When you give in yourself to dreams and get detached from what is going on in your surroundings, you can make a plan for those you love if you want to. By recalling the tastes and colors, I picked up the Divan of Ḥāfeẓ to get a fal (fortune telling) for myself and feel it with all my heart before Yaldā and make a memorable Yaldā night for my pupils from a distance. That was how we greeted the first Yaldā Night during the Covid-stricken year when its days were mingled with reports of death and infection.
Each student was supposed to recite a poem from Ḥāfeẓ and to memorize the couplet they liked and to send to their friends that night. Some mothers had been preparing Yaldā edibles since the morning of the last day of autumn: The red boiled beetroots that were cuddling; red jellies topped with pomegranate seeds were put in the fridge; and the kids were eager to experience being with their family for a few seconds longer at night, with a new understanding of the letters of the alphabet and a sense of belonging to a group called the class.

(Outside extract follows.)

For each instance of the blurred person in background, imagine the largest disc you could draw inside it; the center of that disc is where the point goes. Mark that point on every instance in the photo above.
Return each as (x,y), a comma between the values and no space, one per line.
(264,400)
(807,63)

The sun disappeared from the sky on last day of autumn sooner than we thought. By now, the kids have had a lot of happy and fresh experiences. Now with the arrival of the darkness, they passionately saw the sky full of stars. Now all my boys were sitting in clean clothes and with combed hair at the table which was decorated with cashmere and velvet.
And one by one, they sent me videos of themselves reciting Ḥāfeẓ pomes and sending Yaldā congratulations and also a display of red, round, and sweet edibles that symbolize this ancient feast. Although we were apart, this was the first year that we were really together in the dark of Yaldā Night.”